Accents and Dialects of Northern Ireland
The Plantation of Ulster that began in 1609 was a planned process of settlement aimed at preventing further rebellion among the population in the north of Ireland. This part of the island was at that time virtually exclusively Gaelic-speaking and had shown the greatest resistance to English colonisation. From the early seventeenth century onwards, Irish lands were confiscated and given to British settlers — or ‘planters’ — who arrived in increasing numbers, bringing the English Language with them. Large numbers of settlers came from southwest Scotland and thus spoke a Scots dialect, while the remaining settlers came predominantly from the north and Midlands of England. By 1830, for instance, Londonderry had a population that was 25% Scots, 25% English and 50% Irish.
For some considerable time the colonists remained surrounded by Gaelic-speaking communities in County Donegal to the west and the counties of Louth, Monaghan and Cavan to the south. Thus English in the northeast of the island developed in relative isolation from other English-speaking areas such as Dublin, while the political situation over the course of the twentieth century has meant that Northern Ireland has continued to develop a linguistic tradition that is distinct from the rest of Ireland. Scots, Irish Gaelic, seventeenth century English and Hiberno-English (the English spoken in the Republic of Ireland) have all influenced the development of Northern Irish English, and this mixture explains the very distinctive hybrid that has emerged.

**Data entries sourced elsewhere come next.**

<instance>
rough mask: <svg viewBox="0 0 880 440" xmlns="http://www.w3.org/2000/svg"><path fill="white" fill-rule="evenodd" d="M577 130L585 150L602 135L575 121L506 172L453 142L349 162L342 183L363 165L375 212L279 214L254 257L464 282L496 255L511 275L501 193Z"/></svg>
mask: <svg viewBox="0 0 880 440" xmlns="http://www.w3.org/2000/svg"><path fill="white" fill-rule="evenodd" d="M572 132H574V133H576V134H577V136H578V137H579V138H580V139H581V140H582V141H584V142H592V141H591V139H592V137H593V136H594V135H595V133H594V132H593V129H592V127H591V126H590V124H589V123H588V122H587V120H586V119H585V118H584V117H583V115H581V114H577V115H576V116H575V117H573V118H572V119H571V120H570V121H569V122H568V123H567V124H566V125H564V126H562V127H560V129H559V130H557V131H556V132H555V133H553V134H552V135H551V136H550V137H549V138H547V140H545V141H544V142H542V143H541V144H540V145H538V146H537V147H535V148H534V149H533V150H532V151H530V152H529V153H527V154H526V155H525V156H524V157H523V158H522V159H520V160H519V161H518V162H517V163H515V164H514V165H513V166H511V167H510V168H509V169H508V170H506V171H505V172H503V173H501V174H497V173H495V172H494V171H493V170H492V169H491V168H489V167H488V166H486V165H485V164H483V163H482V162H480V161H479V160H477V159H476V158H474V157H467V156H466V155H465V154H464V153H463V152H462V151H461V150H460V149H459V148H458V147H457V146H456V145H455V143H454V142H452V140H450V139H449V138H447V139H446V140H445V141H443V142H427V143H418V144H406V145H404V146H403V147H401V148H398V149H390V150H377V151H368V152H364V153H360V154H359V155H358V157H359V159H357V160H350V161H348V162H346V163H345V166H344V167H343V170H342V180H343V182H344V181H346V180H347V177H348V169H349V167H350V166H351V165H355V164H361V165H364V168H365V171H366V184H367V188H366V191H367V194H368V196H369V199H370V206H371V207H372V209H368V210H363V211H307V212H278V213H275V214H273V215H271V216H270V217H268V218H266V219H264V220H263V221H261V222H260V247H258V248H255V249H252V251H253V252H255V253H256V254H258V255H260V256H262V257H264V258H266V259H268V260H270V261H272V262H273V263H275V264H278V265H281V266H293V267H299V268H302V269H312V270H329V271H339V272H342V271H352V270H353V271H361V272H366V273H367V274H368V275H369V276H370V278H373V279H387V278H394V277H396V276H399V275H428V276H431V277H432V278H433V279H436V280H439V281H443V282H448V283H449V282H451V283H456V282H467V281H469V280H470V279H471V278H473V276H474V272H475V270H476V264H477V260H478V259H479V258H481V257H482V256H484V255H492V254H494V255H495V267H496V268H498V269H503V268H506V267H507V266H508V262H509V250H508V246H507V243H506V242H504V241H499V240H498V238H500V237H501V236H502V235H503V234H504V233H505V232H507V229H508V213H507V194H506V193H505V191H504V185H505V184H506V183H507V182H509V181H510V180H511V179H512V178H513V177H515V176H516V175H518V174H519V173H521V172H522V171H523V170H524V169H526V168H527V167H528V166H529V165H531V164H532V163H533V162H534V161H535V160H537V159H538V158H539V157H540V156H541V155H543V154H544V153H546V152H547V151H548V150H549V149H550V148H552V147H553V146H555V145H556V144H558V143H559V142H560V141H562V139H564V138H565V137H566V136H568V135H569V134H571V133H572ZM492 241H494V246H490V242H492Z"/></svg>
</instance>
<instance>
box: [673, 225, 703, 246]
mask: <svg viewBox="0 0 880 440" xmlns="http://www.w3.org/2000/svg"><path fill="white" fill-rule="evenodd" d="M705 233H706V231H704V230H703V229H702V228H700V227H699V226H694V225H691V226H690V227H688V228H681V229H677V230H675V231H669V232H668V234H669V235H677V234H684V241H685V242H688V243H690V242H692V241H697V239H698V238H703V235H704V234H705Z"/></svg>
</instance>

Speech in the whole of Ireland is for instance rhotic - that is speakers pronounce an <r> sound after a vowel in words like farm, first and better. The pronunciation of this <r> sound is, however, much more like the sound we hear in an English West Country accent than the ‘tapped’ or ‘rolled’ <r> sound we associate with Scottish speakers. On the other hand the vowel system of Northern Irish English more closely resembles that of Scottish English, rather than the English of England, Wales or the Republic of Ireland. Pairs such as pull and pool are often homophones, boot frequently rhymes with foot and phrases such as good food are pronounced with vowels of equal length in Belfast and Glasgow, for instance, but not in Dublin, London or Cardiff. Many speakers - particularly older speakers in rural communities — retain pronunciations that are a throwback to much older, conservative forms of English, such as inserting a <y> sound after an initial <k> or <g> in words like car and garden, such that they sound a little like ‘kyarr’ or ‘gyarrden’. Northern Irish English also has a very distinctive intonation pattern and a broad Northern Irish accent is characterised by a very noticeable tendency to raise the pitch towards the end of an utterance, even if the speaker is not asking a question.
As in Scotland, some speakers claim to speak a dialect (or language, depending on one’s point of view) that traces its roots back to the earliest Scottish settlers — Ulster Scots. Ulster Scots has been recognised by the European Charter for Regional or Minority Languages and, although there is no attempt to classify it as a language in The Good Friday agreement of 1998, Ulster Scots is cited as ‘part of the cultural wealth of the island of Ireland'.